At the beginning of 2020 we had 18 full time engineers solely dedicated to web scraping product data from websites but it wasn’t a happy picture. We were spending too much money on this web scraping team, we were unable to gather all the data that we needed and we were never able to properly plan: every year the team would exceed its allocated budget and only a couple of months into 2020, we were already projected to spend double what we had planned for the year. Add to this the fact that we would also regularly miss scheduled data collections for some of our most important target websites and we resolved to find a different way of doing things.
Problems with doing our own web scraping
Monitoring and maintenance
The biggest challenge that our web scraping team faced was with monitoring and maintenance. Our web scrapers would break, a lot. Sometimes this would be due to website changes but other times we simply wouldn’t know what was causing the break. This meant that the team spent a lot of time fixing and maintaining scrapers – that is, if we even noticed the break at all because, critically: there was no easy way to monitor if our web scrapers had stopped extracting data properly.
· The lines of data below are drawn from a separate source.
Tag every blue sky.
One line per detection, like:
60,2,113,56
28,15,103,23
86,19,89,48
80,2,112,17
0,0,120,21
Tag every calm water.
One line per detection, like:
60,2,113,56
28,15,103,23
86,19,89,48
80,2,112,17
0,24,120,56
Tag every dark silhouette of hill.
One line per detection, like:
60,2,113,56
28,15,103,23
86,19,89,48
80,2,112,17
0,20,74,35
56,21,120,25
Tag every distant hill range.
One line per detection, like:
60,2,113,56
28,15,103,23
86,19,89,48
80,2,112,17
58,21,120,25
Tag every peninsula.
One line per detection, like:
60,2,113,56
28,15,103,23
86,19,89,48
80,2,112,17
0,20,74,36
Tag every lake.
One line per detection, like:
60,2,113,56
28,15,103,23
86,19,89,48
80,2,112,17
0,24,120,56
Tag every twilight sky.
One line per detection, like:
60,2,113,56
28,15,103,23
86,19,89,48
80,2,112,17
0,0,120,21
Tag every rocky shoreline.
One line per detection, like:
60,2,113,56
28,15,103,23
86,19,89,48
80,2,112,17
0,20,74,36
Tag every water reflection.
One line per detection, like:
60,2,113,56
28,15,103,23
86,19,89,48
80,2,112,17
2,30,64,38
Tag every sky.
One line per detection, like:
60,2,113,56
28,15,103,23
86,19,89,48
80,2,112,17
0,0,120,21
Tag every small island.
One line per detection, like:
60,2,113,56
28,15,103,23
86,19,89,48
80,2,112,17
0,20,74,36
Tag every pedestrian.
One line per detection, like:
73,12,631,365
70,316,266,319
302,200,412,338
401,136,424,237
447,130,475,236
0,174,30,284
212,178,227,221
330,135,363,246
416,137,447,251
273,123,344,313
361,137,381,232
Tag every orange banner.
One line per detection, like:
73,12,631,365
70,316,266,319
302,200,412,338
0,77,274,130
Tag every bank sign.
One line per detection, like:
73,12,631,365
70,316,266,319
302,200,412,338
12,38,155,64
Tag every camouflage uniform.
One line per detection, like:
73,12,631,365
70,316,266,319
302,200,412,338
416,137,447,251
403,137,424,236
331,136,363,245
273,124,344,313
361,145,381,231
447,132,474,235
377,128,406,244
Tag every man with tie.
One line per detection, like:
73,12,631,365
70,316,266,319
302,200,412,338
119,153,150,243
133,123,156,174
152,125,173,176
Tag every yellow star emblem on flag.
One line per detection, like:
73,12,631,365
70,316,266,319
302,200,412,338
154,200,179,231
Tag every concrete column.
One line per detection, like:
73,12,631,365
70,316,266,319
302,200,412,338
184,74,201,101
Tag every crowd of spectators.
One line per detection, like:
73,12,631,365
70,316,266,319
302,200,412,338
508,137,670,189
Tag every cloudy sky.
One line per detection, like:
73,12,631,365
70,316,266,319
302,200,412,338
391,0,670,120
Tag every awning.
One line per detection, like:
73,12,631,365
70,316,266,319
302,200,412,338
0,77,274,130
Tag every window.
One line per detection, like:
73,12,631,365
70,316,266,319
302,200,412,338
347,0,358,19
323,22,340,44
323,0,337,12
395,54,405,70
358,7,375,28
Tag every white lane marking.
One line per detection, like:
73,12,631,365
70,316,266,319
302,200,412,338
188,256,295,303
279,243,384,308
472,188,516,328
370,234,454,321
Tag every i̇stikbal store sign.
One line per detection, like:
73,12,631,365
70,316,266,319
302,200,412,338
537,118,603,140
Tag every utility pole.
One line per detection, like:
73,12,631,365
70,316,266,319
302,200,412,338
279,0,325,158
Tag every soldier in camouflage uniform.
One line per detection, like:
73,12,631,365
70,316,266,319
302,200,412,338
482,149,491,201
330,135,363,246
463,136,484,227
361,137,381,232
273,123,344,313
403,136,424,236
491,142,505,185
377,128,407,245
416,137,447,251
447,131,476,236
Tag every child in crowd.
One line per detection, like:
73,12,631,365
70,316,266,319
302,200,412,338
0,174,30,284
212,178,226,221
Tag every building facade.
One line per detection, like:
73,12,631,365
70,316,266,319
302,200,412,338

Of course the team built unit tests into all of our web scrapers as a matter of course but writing such tests means anticipating the different ways in which web scrapers can fail, which is harder than it sounds. If a web scraper encountered a behavior on a website that we hadn’t thought of, then the scraper would fail silently and would send corrupt data to our database without us realizing. It turns out that monitoring for web data quality is a hard problem.
Over time, we had come to develop a process whereby we would perform a quarterly audit of all of our web scrapers – manually running and checking the data from each web scraper individually and having a human compare that data with the website to make sure that it looked correct. It was a very labor-intensive process and difficult to automate but very necessary: we would find at least 100 broken scrapers (broken for who knows how long) every time that we performed this audit. What was worse than having to perform this audit was when customers themselves would find errors in our web data and they would call us up complaining about it, this undermined our customers’ confidence in our product and what we do for them.
Complexity and scale
Websites are now also much better at blocking automated access which has meant that in order to get data from websites at the speed and scale needed for our business, we were spending an inordinate and unpredictable amount of money on proxy networks and other such infrastructure. This was one of the primary reasons why we found it so difficult to model the financial needs of our web data operations team.
Moving to Import.io
At the beginning of this year we began a vendor evaluation process. We wanted to find a strategic partner that we could build a relationship with for the long term, who would handle all of our web data collection and who could scale with us as we grew. We ended up doing a proof of concept with two of the vendors from our shortlist and selected Import.io as the company that we wanted to do business with.
The thing that distinguished Import.io during the proof of concept was the Data Operations Center. We are now able to see, at a glance, the real-time status of all of our scheduled web data extraction jobs over all of our target websites. It is critical for our business that all of these scheduled jobs complete within 24 hours and we are now alerted ahead of time if there are any issues that arise that might affect the successful and timely arrival of that data. In addition, because Import.io is monitoring our web data collection on a value-level (anomalous values, unexpected nulls, value changes compared to last time) rather than doing just a simple “did it run” test, we are confident that we are feeding high quality data into our products.
The team at Import.io took great care to ensure that they understood how our business works and led us through a very rapid on-boarding process: converting over 3,500 web scrapers onto the Import.io platform in just 6 weeks (including all of the websites on our “too complex to do” list which we just weren’t getting data from before). All of our web data operations are now entirely managed by Import.io and I am happy to say that we have repurposed our team of 18 engineers, who were previously running web data operations, and they are now working on building valuable features in our core product for the benefit of our customers.